This fixes 2 problems in subregister hierarchies with multiple levels
and tuples:
- For bigger tuples computing secondary subregs would miss 2nd
order effects. In the test case a register like S10_S11_S12_S13_S14
with D5 = S10_S11, D6 = S12_S13 we would correctly compute sub0 = D5,
sub1 = D6 but would miss the fact that we could now form
ssub0_ssub1_ssub2_ssub3 (aka sub0_sub1) = D5_D6. This is fixed by
changing computeSecondarySubRegs() to compute a fixpoint.
- Fixing 1) exposed a problem where TableGen would create multiple
names for effectively the same subregister index. In the test case
the subregister index sub0 is composed from ssub0 and ssub1, and sub1 is
composed from ssub2 and ssub3. TableGen should not create both sub0_sub1
and ssub0_ssub1_ssub2_ssub3 as infered subregister indexes. This changes
the code to build a transitive closure of the subregister components
before forming new concatenated subregister indexes.

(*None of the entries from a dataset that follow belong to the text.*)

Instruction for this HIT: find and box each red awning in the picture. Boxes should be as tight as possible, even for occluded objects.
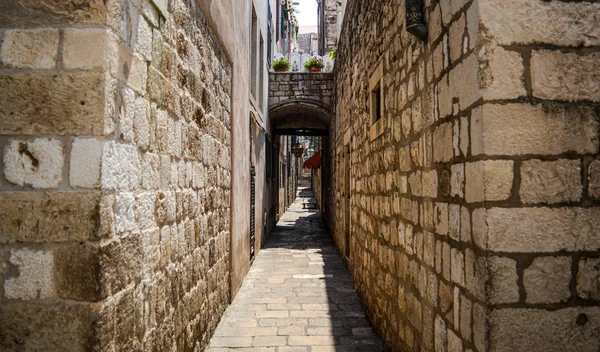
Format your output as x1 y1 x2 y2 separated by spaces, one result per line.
304 152 321 169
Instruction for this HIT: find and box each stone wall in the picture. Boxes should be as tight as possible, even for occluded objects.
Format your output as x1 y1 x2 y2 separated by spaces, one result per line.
0 0 232 351
269 72 333 106
332 0 600 352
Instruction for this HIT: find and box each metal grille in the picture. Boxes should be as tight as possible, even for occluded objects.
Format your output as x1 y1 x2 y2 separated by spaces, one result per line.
250 166 256 260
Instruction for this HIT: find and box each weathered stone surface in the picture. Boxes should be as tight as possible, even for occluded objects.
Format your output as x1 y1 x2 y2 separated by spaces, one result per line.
442 14 466 62
588 160 600 199
4 138 65 188
115 192 136 233
0 73 104 135
488 257 519 304
519 159 582 204
99 234 142 296
486 207 600 252
483 46 527 100
440 0 468 25
465 160 514 203
450 164 465 198
101 141 141 189
531 51 600 102
433 123 453 162
0 29 58 69
62 28 107 70
0 0 106 27
479 0 600 46
54 244 100 302
69 138 104 188
4 248 55 300
523 257 571 303
0 301 97 351
471 104 598 155
0 192 100 243
577 258 600 300
489 307 600 352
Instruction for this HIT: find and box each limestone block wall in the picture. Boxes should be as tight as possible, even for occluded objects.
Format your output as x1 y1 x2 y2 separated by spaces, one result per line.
478 0 600 351
0 0 232 351
332 0 600 351
269 72 333 106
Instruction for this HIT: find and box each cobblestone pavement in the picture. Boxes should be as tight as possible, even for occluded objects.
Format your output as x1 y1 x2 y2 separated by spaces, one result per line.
208 188 382 352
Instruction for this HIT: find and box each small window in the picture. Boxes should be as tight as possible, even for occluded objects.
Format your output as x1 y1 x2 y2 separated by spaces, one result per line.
369 61 385 140
369 62 383 125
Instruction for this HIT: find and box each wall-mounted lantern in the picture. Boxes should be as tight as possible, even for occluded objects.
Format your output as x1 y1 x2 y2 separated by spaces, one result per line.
405 0 428 42
292 143 304 158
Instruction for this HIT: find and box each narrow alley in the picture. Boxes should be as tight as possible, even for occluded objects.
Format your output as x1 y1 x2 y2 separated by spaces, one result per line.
0 0 600 352
208 186 382 352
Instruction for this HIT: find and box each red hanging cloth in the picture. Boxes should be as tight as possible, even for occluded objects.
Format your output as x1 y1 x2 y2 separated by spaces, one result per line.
304 151 321 169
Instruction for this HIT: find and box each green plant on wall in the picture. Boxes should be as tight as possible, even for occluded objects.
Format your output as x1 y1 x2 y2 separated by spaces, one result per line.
272 57 290 70
407 7 422 23
304 56 325 70
327 46 337 60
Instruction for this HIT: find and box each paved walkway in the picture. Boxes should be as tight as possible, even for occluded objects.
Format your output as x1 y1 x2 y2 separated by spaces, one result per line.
208 188 382 352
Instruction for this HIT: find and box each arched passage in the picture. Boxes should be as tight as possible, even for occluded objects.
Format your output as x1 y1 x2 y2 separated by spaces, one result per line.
269 91 331 228
269 99 331 136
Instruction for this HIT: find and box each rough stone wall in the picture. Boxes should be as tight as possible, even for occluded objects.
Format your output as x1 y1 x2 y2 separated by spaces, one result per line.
326 0 600 351
269 72 333 106
0 0 232 351
474 0 600 351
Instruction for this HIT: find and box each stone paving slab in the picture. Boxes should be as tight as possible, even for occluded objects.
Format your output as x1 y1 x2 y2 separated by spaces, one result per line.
208 188 383 352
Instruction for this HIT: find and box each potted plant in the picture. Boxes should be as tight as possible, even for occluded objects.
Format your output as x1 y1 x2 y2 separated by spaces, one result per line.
272 57 290 72
405 0 428 42
327 46 337 60
304 56 325 72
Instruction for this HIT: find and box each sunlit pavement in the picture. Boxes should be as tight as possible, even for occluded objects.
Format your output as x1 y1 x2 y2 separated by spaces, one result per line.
208 188 382 352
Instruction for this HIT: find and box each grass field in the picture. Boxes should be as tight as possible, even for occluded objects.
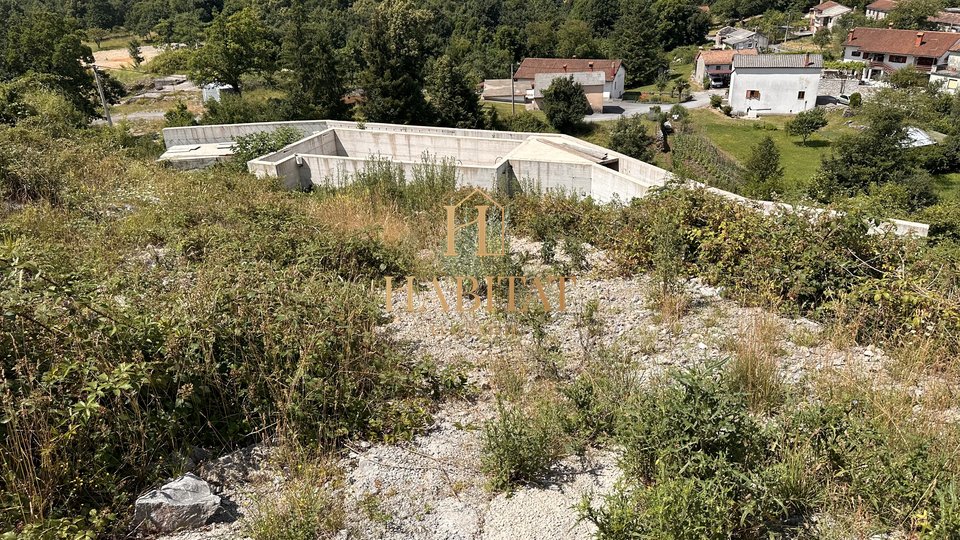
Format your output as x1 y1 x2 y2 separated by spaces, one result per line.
690 109 853 191
482 101 547 122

This fix was developed for an out of tree target. For the in-tree
targets the only change is in the register information computed for ARM.
There is a slight chance this fixed/improved some register coalescing
around the QQQQ/QQ register classes there but I couldn't see/provoke any
code generation differences.
Could you add a comment with a drawing of the register hierarchy you describe?
For lazy people like me, it is faster to get what is being represented :).